Si l'on s'en tient à ce que vous dîtes, ce coup de feu n'a atteint personne.
Effectivement. C'est pour cette raison que j'ai vraiment été surpris quand j'ai entendu ensuite parler d'homicide. Selon moi, il n'est même pas question de légitime défense parce que son tir n'a touché personne.
Pourtant, les premiers éléments de l'enquête laissent à penser que ce coup de feu a atteint mortellement une personne et blessé une autre. Qu'en pensez-vous ?
Je ne sais pas comment cette balle a pu tuer un supporter et encore moins toucher deux personnes successivement.
L'avez-vous vu ou entendu tirer ?
Oui, j'ai vu le coup partir. J'étais à l'extérieur du restaurant, je le répète, un mètre derrière lui.
Confirmez-vous qu'il n'y a eu qu'une seule détonation ?

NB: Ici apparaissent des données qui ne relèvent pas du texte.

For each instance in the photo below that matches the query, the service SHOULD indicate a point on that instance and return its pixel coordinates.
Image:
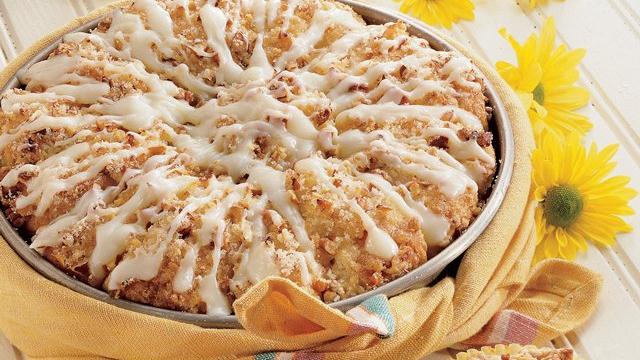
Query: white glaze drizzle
(195, 132)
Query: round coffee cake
(184, 150)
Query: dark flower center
(538, 94)
(562, 205)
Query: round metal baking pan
(421, 276)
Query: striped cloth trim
(506, 327)
(372, 315)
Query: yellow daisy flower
(544, 80)
(577, 201)
(439, 12)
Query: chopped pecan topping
(441, 142)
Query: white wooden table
(608, 29)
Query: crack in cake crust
(182, 151)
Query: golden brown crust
(179, 89)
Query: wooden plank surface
(608, 29)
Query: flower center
(538, 94)
(562, 205)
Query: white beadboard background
(608, 29)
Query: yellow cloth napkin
(46, 320)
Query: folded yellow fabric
(46, 320)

Oui, j'en suis sûr et certain.
Que se passe-t-il ensuite ?
A ce moment-là, je le tire à l'intérieur du McDonald's. On entre par la porte de gauche. Les supporters restent à l'extérieur et donnent des coups de pied contre les vitres. Celles-ci se fissurent et éclatent.
Que faîtes-vous ? Etes-vous toujours avec le policier ?

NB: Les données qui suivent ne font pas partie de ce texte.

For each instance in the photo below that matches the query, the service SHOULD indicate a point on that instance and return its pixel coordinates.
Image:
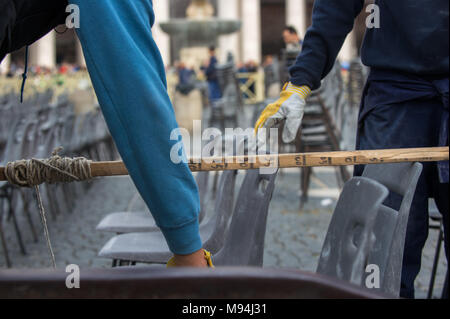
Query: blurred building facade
(262, 25)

Non. Lui se dirige vers les caisses et moi vers les toilettes où je rejoins une vingtaine de clients.
Combien de temps restez-vous dans les toilettes ?
Je suis enfermé une bonne dizaine de minutes. Nous essayons de sortir une première fois mais les CRS nous l'interdisent. On entend des éclats de verre, des voix de CRS qui s'échangent des informations. A la seconde tentative, je réussis à sortir par une fenêtre.
" DANS MON ESPRIT, IL N'Y A PAS DE VICTIME "
En sortant, avez-vous vu un ou des blessés ?
Non. Je pars par la gauche et je remonte l'avenue de Versailles. Dans mon esprit, il n'y a pas de victime. Les policiers n'ont donc pas besoin de moi. Il y a une centaine de témoins sur les lieux et je n'ai plus qu'une hâte : quitter les lieux au plus vite et rejoindre mes amis. On a marché quelques centaines de mètres et on a pris un taxi près de la station de métro Exelmans.
Dans quelle direction êtes-vous parti ?
On a rejoint le quartier Opéra, là où j'avais garé ma voiture avant le match et je suis rentré chez moi. C'est seulement en allumant la radio que j'apprends qu'il y a un mort place de la Porte de Saint-Cloud. Je prends alors conscience de la gravité de la situation.
C'est la raison pour laquelle vous décidez d'appeler la police ?
Tout à fait.
A quelle heure ?
Vers trois, quatre heures du matin. Ils envoient une brigade du 16e arrondissement pour recueillir mon témoignage. Je fais ma déposition à " la police des polices ", près de la gare de Lyon.
Avez-vous été à nouveau en contact avec la police ?
Absolument pas.
A qui pensez-vous en ce moment ?
J'admire profondément le courage du policier qui m'a porté secours. Et je ne peux pas m'empêcher de penser aux familles des deux victimes. J'ai 21 ans, quasiment le même âge que le jeune homme qui est décédé.